Self-hosted broker becomes cheaper than managed around 5,000–10,000 devices for the broker component. For storage, self-hosted TimescaleDB on reserved instances becomes cheaper than managed Postgres around 2,000–5,000 devices.

24.2 AWS IoT Core vs Self-Hosted EMQX — TCO at 10,000 Devices

Detailed calculation at 10,000 devices, 10 messages/device/minute:

Monthly message volume: 10,000 devices × 10 messages/min × 60 min/hr × 24 hr/day × 30 days = 432,000,000 messages/month

AWS IoT Core pricing (us-east-1, 2025): - Messaging: 432M × $0.08/1M = $34.56/month - Connection: $0.0012/device-hour × 10,000 devices × 720 hours = $8,640/month - Rules engine (if used): additional per-rule-execution cost - Total AWS IoT Core: ~$8,674/month (~$0.87/device/month)

Connection pricing dominates at large device count. AWS IoT Core connection cost alone exceeds the total self-hosted cost at this scale.

Self-hosted EMQX (3× m5.xlarge, us-east-1): - EC2 (3× m5.xlarge reserved 1yr): ~$400/month - EBS storage: ~$60/month - Load balancer: ~$50/month - Operations overhead (estimate 0.1 FTE at $150k/year): ~$1,250/month - Total self-hosted EMQX: ~$1,760/month (~$0.18/device/month)

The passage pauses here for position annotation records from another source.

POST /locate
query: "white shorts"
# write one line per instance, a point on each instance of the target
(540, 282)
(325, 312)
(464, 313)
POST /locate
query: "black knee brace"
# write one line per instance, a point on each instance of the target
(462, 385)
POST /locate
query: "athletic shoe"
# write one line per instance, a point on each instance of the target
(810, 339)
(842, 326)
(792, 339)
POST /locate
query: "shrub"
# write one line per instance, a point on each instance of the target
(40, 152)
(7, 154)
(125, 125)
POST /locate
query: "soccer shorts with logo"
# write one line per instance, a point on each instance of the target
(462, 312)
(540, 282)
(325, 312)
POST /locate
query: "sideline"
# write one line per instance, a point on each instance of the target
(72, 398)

At 10,000 devices, self-hosted EMQX costs approximately 5× less than AWS IoT Core. The crossover point (where managed cost = self-hosted cost including operations overhead) is approximately 1,500–2,000 devices — below this, managed services are cheaper when operational burden is accounted for.

24.3 Storage Cost Optimisation

Data Tier Volume (10,000 devices) Storage Cost Retention
Raw 1s telemetry (hot, TimescaleDB) ~50 GB/day → 350 GB/week ~$35/month (managed Postgres) 7 days
Raw telemetry (cold, Parquet on S3 Standard) ~50 GB/day → 1.5 TB/month ~$34.50/month 12 months
Raw telemetry (archive, S3 Glacier) Historical accumulation ~$4/TB/month 7 years (compliance)
1-min aggregates (TimescaleDB, 90 days) ~3.4 GB/day → 306 GB/90d ~$7.20/month 90 days
1-hr aggregates (TimescaleDB, permanent) ~140 MB/day → 50 GB/year ~$1.20/month/year Permanent

Recommended tiering strategy: 1. Raw data: 7 days on hot TimescaleDB storage (dashboards query this for recent views) 2. Raw data: export to Parquet on S3 Standard as chunks close (queryable with Athena) 3. Raw data: transition to S3 Glacier after 90 days (compliance archive) 4. 1-minute aggregates: retain 90 days in TimescaleDB (the primary dashboard query target) 5. 1-hour aggregates: retain permanently (negligible cost; essential for long-term trend analysis)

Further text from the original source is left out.